Dihadapan Dirjen Otda & Para Kepala Daerah, Gubernur Aher Sampaikan Prioritas Pembangunan Jawa Barat

BANDUNG. Plt. Bupati Subang H. Ating Rusnatim, SE menghadiri Musrenbang Jawa Barat,bertempat di Hotel Intercontinental Bandung Dago Pakar, Kamis (12/04/2018) yanh dihadiri Gubernur Jawa Barat dan Dirjen Otonomi Daerah Kemendagri Dr. Sumarsono.

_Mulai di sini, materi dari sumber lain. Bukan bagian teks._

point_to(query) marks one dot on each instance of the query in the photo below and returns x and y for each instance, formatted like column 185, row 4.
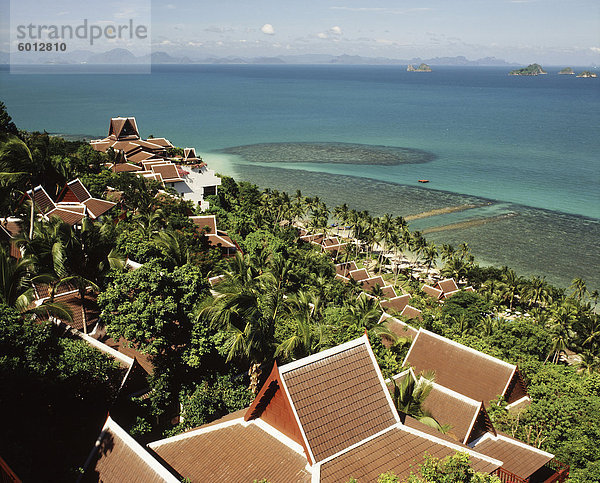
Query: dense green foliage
column 279, row 301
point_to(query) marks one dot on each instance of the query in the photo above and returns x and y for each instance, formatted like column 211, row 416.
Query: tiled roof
column 89, row 311
column 359, row 275
column 396, row 303
column 205, row 221
column 68, row 216
column 80, row 191
column 401, row 329
column 400, row 450
column 457, row 367
column 447, row 286
column 518, row 458
column 432, row 291
column 460, row 412
column 411, row 312
column 12, row 226
column 339, row 397
column 125, row 167
column 345, row 268
column 117, row 457
column 232, row 451
column 98, row 207
column 162, row 142
column 168, row 172
column 41, row 199
column 369, row 284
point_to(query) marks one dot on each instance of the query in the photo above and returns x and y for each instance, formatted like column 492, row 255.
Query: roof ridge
column 290, row 366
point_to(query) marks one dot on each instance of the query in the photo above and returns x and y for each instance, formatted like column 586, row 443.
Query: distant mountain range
column 124, row 56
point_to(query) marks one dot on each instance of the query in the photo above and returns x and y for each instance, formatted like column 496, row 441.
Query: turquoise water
column 529, row 144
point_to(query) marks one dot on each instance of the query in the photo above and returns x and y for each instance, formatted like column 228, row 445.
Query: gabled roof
column 234, row 451
column 330, row 400
column 359, row 275
column 41, row 199
column 448, row 285
column 202, row 222
column 345, row 268
column 462, row 369
column 97, row 207
column 125, row 167
column 168, row 172
column 399, row 449
column 74, row 191
column 468, row 418
column 339, row 397
column 117, row 457
column 518, row 458
column 411, row 312
column 123, row 128
column 369, row 284
column 72, row 217
column 401, row 329
column 432, row 291
column 396, row 303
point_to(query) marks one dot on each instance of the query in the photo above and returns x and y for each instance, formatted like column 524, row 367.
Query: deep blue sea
column 524, row 150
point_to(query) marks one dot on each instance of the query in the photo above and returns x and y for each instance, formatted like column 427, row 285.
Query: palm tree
column 308, row 335
column 16, row 166
column 409, row 396
column 364, row 313
column 17, row 278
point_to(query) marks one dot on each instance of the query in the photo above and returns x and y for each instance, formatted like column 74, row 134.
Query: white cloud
column 267, row 29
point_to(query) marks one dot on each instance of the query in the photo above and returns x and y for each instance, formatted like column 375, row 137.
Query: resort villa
column 151, row 158
column 330, row 417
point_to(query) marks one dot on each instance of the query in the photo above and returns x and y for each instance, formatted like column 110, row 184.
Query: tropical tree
column 409, row 396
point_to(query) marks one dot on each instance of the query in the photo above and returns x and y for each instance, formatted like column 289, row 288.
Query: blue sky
column 546, row 31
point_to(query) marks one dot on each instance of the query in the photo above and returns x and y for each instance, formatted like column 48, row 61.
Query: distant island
column 421, row 68
column 587, row 73
column 532, row 69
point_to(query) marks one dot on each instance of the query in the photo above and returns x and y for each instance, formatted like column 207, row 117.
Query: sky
column 552, row 32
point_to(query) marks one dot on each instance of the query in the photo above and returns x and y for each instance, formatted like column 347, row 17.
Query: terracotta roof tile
column 399, row 450
column 70, row 217
column 41, row 199
column 168, row 172
column 518, row 458
column 202, row 222
column 80, row 191
column 457, row 367
column 369, row 284
column 339, row 399
column 448, row 285
column 411, row 313
column 232, row 453
column 432, row 291
column 359, row 275
column 117, row 457
column 396, row 304
column 401, row 329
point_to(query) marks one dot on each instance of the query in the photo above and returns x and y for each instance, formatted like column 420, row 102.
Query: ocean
column 523, row 150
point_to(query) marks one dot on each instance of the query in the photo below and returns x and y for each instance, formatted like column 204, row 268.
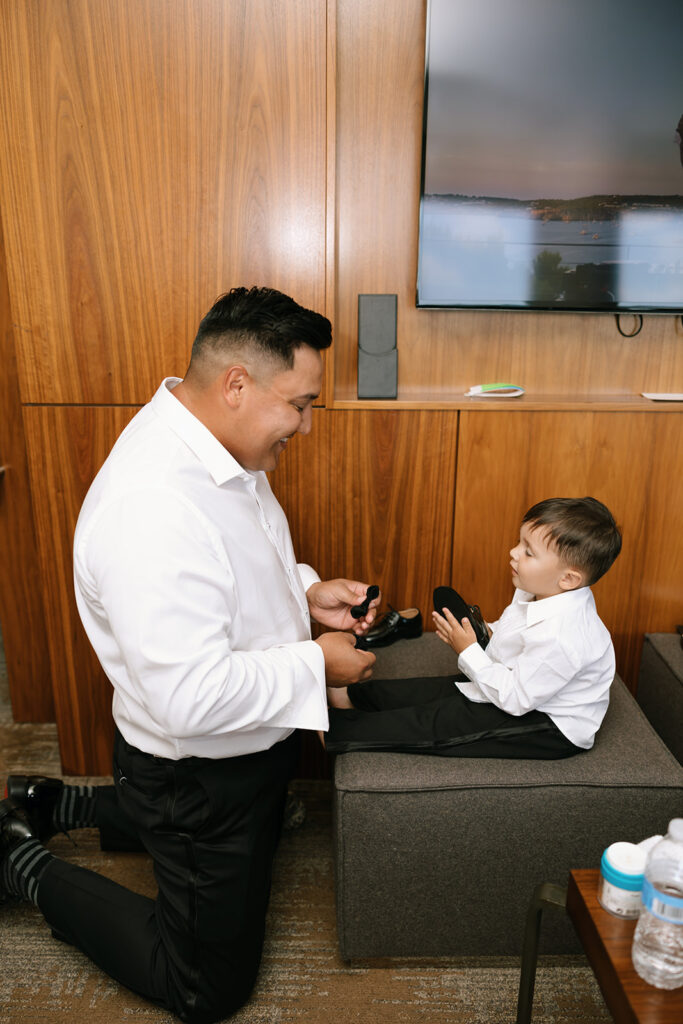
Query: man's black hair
column 264, row 320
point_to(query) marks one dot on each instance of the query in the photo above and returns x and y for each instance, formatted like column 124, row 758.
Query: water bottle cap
column 676, row 829
column 623, row 865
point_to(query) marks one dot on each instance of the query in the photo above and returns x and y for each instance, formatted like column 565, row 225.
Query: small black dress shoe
column 13, row 827
column 393, row 626
column 37, row 795
column 445, row 597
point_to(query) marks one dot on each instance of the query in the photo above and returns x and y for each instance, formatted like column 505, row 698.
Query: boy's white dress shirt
column 553, row 655
column 189, row 592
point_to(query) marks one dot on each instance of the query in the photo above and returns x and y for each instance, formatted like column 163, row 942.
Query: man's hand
column 343, row 664
column 457, row 635
column 331, row 602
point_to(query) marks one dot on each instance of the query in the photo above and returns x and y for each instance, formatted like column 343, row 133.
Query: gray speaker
column 378, row 357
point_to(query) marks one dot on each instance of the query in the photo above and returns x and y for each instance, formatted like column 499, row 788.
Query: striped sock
column 24, row 866
column 76, row 808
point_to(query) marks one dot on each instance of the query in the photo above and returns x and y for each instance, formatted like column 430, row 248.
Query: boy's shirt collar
column 538, row 611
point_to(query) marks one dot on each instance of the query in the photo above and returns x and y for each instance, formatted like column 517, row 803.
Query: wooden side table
column 606, row 941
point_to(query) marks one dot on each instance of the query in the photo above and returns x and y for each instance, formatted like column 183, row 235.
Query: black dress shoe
column 393, row 626
column 445, row 597
column 37, row 795
column 13, row 827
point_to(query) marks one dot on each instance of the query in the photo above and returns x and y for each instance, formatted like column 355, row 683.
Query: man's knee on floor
column 211, row 1007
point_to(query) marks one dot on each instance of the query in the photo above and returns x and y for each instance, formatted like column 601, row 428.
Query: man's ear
column 571, row 580
column 233, row 382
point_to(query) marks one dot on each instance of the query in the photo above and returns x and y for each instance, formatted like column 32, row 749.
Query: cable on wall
column 637, row 325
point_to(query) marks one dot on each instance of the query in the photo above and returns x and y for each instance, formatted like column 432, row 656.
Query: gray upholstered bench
column 440, row 856
column 660, row 687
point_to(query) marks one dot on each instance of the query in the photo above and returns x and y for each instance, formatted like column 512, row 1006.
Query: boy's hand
column 457, row 635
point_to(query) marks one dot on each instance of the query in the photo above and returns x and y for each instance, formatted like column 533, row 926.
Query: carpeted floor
column 302, row 980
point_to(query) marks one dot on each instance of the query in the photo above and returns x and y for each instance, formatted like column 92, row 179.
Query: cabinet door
column 370, row 496
column 154, row 156
column 632, row 462
column 67, row 445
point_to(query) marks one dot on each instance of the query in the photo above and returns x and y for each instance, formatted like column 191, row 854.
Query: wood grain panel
column 67, row 446
column 370, row 496
column 22, row 617
column 154, row 156
column 380, row 60
column 508, row 461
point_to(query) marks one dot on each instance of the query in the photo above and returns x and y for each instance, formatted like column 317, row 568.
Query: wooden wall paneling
column 153, row 156
column 67, row 446
column 380, row 56
column 659, row 607
column 22, row 617
column 370, row 496
column 508, row 461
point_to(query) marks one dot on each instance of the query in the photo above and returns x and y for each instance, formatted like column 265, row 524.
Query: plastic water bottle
column 657, row 943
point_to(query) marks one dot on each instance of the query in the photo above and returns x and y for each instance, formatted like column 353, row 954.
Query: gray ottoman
column 660, row 687
column 439, row 856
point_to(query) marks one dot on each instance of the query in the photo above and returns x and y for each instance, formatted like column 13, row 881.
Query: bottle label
column 663, row 905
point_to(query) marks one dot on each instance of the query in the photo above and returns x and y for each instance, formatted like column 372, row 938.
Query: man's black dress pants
column 211, row 828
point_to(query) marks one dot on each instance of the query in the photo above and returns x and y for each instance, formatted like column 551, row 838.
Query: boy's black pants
column 431, row 716
column 211, row 827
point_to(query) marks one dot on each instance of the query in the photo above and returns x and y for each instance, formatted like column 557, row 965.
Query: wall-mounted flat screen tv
column 552, row 171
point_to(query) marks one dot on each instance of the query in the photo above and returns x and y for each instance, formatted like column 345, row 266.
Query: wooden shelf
column 526, row 402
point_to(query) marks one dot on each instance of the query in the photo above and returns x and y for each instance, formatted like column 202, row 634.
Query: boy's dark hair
column 582, row 530
column 262, row 320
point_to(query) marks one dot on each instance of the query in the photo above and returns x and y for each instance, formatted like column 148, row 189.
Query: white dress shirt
column 189, row 592
column 552, row 655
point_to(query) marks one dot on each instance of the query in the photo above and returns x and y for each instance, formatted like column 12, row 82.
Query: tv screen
column 552, row 173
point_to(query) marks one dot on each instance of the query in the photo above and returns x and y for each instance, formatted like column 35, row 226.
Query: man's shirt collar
column 217, row 460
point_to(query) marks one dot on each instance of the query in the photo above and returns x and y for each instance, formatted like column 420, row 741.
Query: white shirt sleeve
column 162, row 579
column 538, row 674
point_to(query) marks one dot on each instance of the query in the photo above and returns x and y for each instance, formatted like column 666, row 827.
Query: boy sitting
column 540, row 689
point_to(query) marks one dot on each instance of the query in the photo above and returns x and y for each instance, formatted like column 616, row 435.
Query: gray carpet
column 302, row 980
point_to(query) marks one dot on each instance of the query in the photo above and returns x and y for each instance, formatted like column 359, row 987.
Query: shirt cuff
column 307, row 576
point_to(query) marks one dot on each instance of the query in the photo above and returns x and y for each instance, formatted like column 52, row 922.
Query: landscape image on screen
column 553, row 156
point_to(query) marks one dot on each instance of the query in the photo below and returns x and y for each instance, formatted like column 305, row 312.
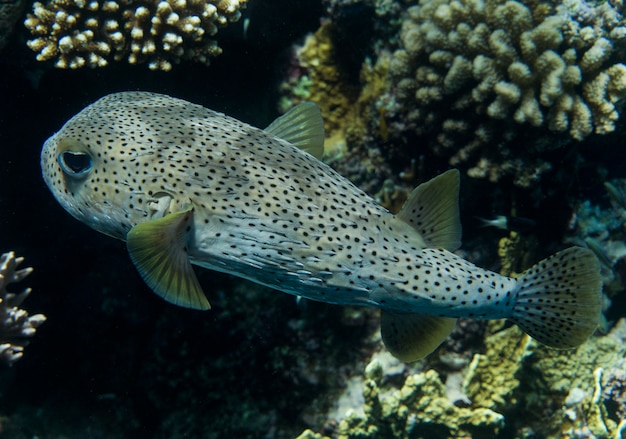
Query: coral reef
column 477, row 74
column 16, row 326
column 420, row 408
column 581, row 392
column 78, row 33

Dirjen Otonomi Daerah DR. Sumarsono dalam kesempatan ini menyampaikan Tema dan Prioritas Nasional sebagai pencapaian Nawacita yanh dicanangkan pemerintah era Presiden Joko Widodo.

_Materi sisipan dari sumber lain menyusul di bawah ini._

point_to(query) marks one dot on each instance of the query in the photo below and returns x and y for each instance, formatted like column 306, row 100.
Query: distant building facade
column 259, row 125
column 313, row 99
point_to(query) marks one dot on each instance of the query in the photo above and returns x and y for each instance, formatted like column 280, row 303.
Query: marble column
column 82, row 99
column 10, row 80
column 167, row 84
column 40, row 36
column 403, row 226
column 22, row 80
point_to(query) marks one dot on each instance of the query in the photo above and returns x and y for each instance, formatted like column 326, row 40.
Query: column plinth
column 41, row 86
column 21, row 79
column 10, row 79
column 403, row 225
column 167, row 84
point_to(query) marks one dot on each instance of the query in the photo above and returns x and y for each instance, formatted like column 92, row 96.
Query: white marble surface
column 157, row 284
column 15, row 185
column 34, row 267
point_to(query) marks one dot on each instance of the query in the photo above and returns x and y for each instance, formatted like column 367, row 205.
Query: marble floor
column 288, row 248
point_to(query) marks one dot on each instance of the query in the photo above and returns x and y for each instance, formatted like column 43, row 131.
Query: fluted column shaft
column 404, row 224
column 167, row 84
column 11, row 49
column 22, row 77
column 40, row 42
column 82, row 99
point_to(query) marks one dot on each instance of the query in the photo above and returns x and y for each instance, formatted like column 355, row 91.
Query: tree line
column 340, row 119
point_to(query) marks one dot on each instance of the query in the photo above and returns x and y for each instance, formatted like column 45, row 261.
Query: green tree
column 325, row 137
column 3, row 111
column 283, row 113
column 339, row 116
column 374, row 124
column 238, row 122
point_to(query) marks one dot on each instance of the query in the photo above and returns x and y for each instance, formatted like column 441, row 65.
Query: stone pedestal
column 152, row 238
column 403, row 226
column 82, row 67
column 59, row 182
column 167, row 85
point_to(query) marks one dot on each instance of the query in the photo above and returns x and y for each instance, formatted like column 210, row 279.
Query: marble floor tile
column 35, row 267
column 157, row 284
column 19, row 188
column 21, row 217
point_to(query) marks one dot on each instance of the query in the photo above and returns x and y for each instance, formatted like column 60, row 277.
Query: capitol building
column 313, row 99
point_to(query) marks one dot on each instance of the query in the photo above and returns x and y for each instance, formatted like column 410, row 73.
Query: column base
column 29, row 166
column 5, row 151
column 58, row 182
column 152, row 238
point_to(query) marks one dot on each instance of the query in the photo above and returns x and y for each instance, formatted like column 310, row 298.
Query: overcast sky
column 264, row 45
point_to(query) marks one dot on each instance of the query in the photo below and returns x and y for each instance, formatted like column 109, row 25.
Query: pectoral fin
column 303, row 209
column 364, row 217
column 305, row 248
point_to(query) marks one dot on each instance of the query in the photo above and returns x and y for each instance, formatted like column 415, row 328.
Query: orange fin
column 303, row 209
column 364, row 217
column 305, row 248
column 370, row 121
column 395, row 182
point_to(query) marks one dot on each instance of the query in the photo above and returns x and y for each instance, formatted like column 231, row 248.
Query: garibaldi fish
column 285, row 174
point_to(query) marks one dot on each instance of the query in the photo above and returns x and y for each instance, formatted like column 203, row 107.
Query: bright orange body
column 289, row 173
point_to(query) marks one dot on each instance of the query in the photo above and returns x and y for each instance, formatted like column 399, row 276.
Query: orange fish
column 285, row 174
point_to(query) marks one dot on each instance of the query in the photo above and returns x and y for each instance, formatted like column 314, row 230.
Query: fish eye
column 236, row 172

“Tema RKP 2019 “Pemerataan Pembangunan untuk Pertumbuhan Berkualitas” sementara Prioritas Nasional ada 5 yaitu 1. Pembangunan manusia melalui pengurangan Kemiskinan dan Pelayanan Dasar. 2. Pengurangan kesenjangan antar wilayah melalui penguatan konektivitas dan kemaritiman. 3. Peningkatan nilai tambah ekonomi melalui pertanian, industri, serta pariwisata dan jasa produktif lainnya. 4.pemantapan ketahanan energi, pangan dan sumber daya air. 5. Stabilitas keamanan nasional dan kesuksesan pemilu. 5 prioritas nasional RKP tahun 2019 merupakan tahun terakhir pelaksanaan Nawacita,” ungkapnya.

Dalam acara tersebut diberikan penghargaan Kabupaten dengan perencanaan dan pencapaian terbaik Tingkat Provinsi Jabar peringat 1 Kab. Bogor, peringkat ke ll Garut dan peringkat ke lll Kab. cianjur. Penghargaan Kota dengan Perencanaan dan Pencapaian Terbaim Tingkat Nasional Peringkat ke l kota Cimahi dan Peringkat ke ll Kota Depok.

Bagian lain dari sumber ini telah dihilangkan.